Bagi Patricia, tidak mudah beradaptasi dengan lingkungan baru. Ia harus menguasai bahasa Jerman, bahasa yang banyak dipakai warga Austria.

"Jujur, aku rindu dengan tempat tinggalku sebelumnya. Banyak teman, yang membuatku mudah menghilangkan mood tdak enak," kata dia seperti dilansironislam.net, Selasa (12/11).

Suatu hari, perempuan asal Chenchya mendatangi Patricia. Senyum ramah terlepas dari perempuan berhijab itu. Ini adalah pertemuan pertama Patricia dengan seorang Muslim.

Di kampung halamannya, Patricia tidak pernah bertemu seorang Muslim. Ini karena ia sibuk dengan rutinitasnya. Namun, Austria begitu berbeda, di sini banyak komunitas agama berbeda, seperti Yahudi, Buddha dan Islam."Informasi soal Islam hanya didapatnya melalui media. Jelas, pemberitaannya begitu negatif. Tapi saya acuhkan itu," kata dia.

Seiring pertemannya dengan perempuan Chechnya, Patricia semakin paham kalau seorang Muslim itu sama seperti umat agama lain. Mereka tidak seburuk yang digambarkan media massa. "Mereka justru membantu menguasai bahasa Jerman. Mereka melindungiku dari teman-teman yang meledeku," kata dia.

Yang menarik perhatian Patricia ketika bersosialisasi dengan kawannya yang Muslim, adalah bagaimana mereka berinteraksi satu dengan yang lain. "Mereka punya tata cara bergaul antara laki-laki dan perempuan, seperti ada batasan. Tentu ini ada maksudnya. Tapi saya kagum bagaimana lelaki Muslim melindungi teman mereka yang perempuan dengan cara yang santun," kata dia.

Ketertarikan Patricia semakin menjadi ketika ia diajak makan siang bersama di rumah salah seorang temannya yang Muslim. Di sana ia menemukan sebuah keluarga besar. Mereka shalat bersama-sama. "Mereka begitu bahagia, bersatu dan mereka seperti bersyukur dengan apa yang dimiliki," kata dia.

Patricia lalu membandingkan situasi itu dengan kebanyakan keluarga di Hungaria. Di bekas negeri komunis ini, hanya ada dua anak setiap keluarga. Kebanyakan orang tua sibuk bekerja, sehingga  anak diserahkan kepada pengasuh.

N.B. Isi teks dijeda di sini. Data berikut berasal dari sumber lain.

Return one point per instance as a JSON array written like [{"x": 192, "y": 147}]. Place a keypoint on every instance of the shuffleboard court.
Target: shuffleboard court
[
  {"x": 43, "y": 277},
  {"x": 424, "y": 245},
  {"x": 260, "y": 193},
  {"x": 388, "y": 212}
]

Tingkat stres keluarga di Hungaria juga tinggi."Beda dengan mereka, keluarga Muslim," ucapnya.

Sejak makan siang bersama itu, Patricia mulai berpikir untuk lebih mendalami ajaran Islam. Namun, satu hal yang dipikirkannya, bagaimana reaksi keluarga dan lingkungannya. Perasaan "galau" ini membuatnya tertekan. Ia pun kembali mengkonsumsi alkohol di klub malam. "Aku kenakan pakaian seksi, yang membuat banyak pria meliriku. Lalu, aku mabuk setiap pekan. Uangku habis untuk itu," kata di.

Pada titik klimaks, Patricia merasa jenuh dengan itu. Ia ingin hidupnya lebih berarti. Kembali ia teringat dengan ajaran Islam. Ia cari lagi informasi tentang Islam, hingga akhirnya ia menemukan satu keluarga yang begitu hangat, dan membantunya mendalami Islam."Aku merasa inilah saatnya. Alhamdulillah, aku menjadi seorang Muslim. Aku pun melaksanakan shalat pertamaku, dan aku menangis sejadi-jadinya," kenang dia.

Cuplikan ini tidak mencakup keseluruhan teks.